In my opinion – based on all this experience and observation – target order is make-or-break. Yet it’s never been subject to research. Until now! We recently published what I believe is the first-ever research on target order strategies in trauma therapy. The paper reports on three studies.
Study 1: Survey of trauma therapists. First, we surveyed therapists to see what they’re doing, and why. We found that therapists have a variety of target order strategies, including letting the client choose, going for the big one, going in chronological order, and others. Therapists also reported that they might modify their strategy according to the client’s needs or capacities.
Study 2: Treating earlier vs. later memories. This study was conducted with participants in our EMDR and PC training programs, in two parts. First, we had several groups of participants a) identify a disturbing memory, and give it a 0-10 SUDS rating; b) float back (in their mind) to an earlier memory “where you first learned to feel that way”; c) treat that earlier memory; and d) give the initially identified (but not worked on) memory another SUDS rating. We found that treating the earlier memory led to a reduction in the distress rating on the untreated later memory. Just as I had been telling our prospective clients it would do.
Then we had different groups of participants do a floatback, give a SUDS rating on the earlier memory, treat the later memory, and then re-rate the earlier memory. We found that treating the later memory led to a reduction in the distress rating on the untreated earlier memory – basically the same result, but in reverse. But the effect was smaller going backwards; treating earlier memories had a bigger effect on the later ones.

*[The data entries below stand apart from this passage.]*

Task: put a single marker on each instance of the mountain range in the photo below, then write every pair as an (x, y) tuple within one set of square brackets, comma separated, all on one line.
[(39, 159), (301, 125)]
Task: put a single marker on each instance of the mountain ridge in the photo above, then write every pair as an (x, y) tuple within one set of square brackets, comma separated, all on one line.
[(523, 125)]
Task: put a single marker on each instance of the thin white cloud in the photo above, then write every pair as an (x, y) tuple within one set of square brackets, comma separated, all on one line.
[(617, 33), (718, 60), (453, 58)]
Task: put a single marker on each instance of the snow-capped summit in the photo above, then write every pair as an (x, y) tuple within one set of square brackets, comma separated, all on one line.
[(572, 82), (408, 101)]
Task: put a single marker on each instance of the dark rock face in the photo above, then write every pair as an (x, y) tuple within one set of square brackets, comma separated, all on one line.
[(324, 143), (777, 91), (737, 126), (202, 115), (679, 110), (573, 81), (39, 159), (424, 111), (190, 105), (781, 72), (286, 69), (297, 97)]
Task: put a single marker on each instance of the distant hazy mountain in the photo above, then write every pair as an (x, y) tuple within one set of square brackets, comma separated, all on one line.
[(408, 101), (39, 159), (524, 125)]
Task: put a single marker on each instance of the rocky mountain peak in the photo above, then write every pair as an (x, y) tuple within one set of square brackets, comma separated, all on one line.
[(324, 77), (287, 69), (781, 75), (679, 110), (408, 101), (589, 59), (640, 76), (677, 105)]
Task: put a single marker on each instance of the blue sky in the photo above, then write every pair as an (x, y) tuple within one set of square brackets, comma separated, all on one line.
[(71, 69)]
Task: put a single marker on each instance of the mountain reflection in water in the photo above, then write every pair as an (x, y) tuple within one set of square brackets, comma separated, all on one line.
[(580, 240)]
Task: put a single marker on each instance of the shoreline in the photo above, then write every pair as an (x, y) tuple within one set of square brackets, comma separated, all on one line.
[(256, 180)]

Study 3: Treating therapy clients’ memories in chronological order. We had three therapy clients give SUDS ratings at the beginning of each session, for each memory on their worst things list. As their trauma memories were treated in chronological order, for two of the clients, nearly all of the later ratings went down, whereas for one of the clients, some of the later ratings went down, and some did not. We concluded that treating earlier memories reduces the distress level of related later memories; and that whether all or only certain memories are related can vary by individual.
These research findings support my team’s preferred strategy of test run and then chronological order. But the findings provide support for some other strategies as well. I am hopeful that other researchers will further pursue the target order question.
And meanwhile? If you’re routinely starting with the big one, or permitting your clients to choose, I’m sure it works much of the time. But I’ll just say: it’s risky.